I am creating some procedures I would like to call in a pipeline and I am doing some testing about joining queries in procedures but it is not working as expected.
The setResultTypeId procedure will receive the data from the pipeline and check if the data is already present into the table and do some extra computing on the records
delimiter //
CREATE OR REPLACE PROCEDURE setResultTypeId(result_name_query Query(result_name Text)) AS
DECLARE
result_tbl QUERY(id BIGINT(19), name Text) =
SELECT rt.id, rnq.NAME as name
FROM RESULT_TYPES rt
right outer join result_name_query rnq on rt.name = rnq.name
where isnull(id);
records ARRAY(RECORD(id BIGINT(19), name Text)) = collect(result_tbl);
BEGIN
echo select * from result_tbl;
FOR rec IN records LOOP
/* extra code will be set here to create missing records , using an insert is not enough.
INSERT IGNORE INTO RESULT_TYPES(NAME, CREATED_AT) VALUES(rec.name, now());
id = last_insert_id();
call GenerateGram(rec.name,id,1);
*/
END LOOP;
END //
The test procedure is to simulate the pipeline call
delimiter //
CREATE OR REPLACE PROCEDURE test() AS
DECLARE
result_name_query Query(result_name Text) = select name from temp_r_name;
BEGIN
call setResultTypeId(result_name_query);
END //
call test();
The echo returns no row and no error
id name
but when I am doing it manually
select name from temp_r_name
name
abcd
efgh
select id, name from RESULT_TYPES
id name
1004 abcd
1006 pIC50
SELECT rt.id, rnq.NAME as name
FROM RESULT_TYPES rt
right outer join temp_r_name rnq on rt.name = rnq.name
where isnull(id);
id name
efgh
Maybe I am doing something wrong, but I can’t find some insight from the documentation
I did more testing by changing the query. When I remove the right outer join and replace by a union + a group by, it is working but I have some doubts about the performance. Then I guess it is a bug or a feature that needs to be implemented.
delimiter //
CREATE OR REPLACE PROCEDURE setResultTypeId(result_name_query Query(result_name Text)) AS
DECLARE
result_tbl QUERY(name Text) =
select name from (
select max(id) as id , name from (
SELECT rt.ID as id , rt.NAME as name
FROM RESULT_TYPES rt
UNION
select null as id, rnq.result_name as name
from result_name_query rnq) group by name) where isnull(id);
records ARRAY(RECORD(name Text)) = collect(result_tbl);
BEGIN #echo select * from result_name_query;
echo select * from result_tbl;
FOR rec IN records LOOP
/* extra code will be set here to create missing records , using an insert is not enough.

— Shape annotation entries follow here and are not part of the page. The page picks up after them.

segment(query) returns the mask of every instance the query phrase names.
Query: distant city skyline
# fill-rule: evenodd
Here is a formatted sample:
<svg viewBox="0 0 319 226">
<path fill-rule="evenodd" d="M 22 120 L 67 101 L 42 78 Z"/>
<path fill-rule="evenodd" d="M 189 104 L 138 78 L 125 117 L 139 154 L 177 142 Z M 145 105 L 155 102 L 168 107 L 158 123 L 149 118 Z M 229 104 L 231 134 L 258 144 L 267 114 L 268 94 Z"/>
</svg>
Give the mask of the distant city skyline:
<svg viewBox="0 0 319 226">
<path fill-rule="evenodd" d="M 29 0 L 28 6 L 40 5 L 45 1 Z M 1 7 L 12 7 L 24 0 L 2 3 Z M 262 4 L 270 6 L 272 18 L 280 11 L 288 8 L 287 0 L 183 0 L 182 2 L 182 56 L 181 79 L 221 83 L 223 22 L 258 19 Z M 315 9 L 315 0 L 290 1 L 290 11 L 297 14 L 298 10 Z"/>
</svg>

INSERT IGNORE INTO RESULT_TYPES(NAME, CREATED_AT) VALUES(rec.name, now());
id = last_insert_id();
call GenerateGram(rec.name,id,1);
*/
END LOOP;
END //
It looks like you found a bug. I’ll file an internal ticket for it. The isnull() applied to the fields filled in as NULL by the right outer join is kind of a corner case. Consider a query rewrite, like a NOT EXISTS or NOT IN to get a similar result. Sounds like you already found a different one.
result_tbl QUERY(id BIGINT(19), name Text) =
SELECT rt.id, rnq.NAME as name
FROM RESULT_TYPES rt
right outer join result_name_query rnq on rt.name = rnq.name
where isnull(id);
was that rnq.NAME and rnq.name should probably be rnq.result_name
Ideally, MemSQL should had thrown an error here saying result_name_query has no field named name, but it didn’t and this is a bug we are fixing. You can proceed with your work by correcting the field name and I think the query then should work fine.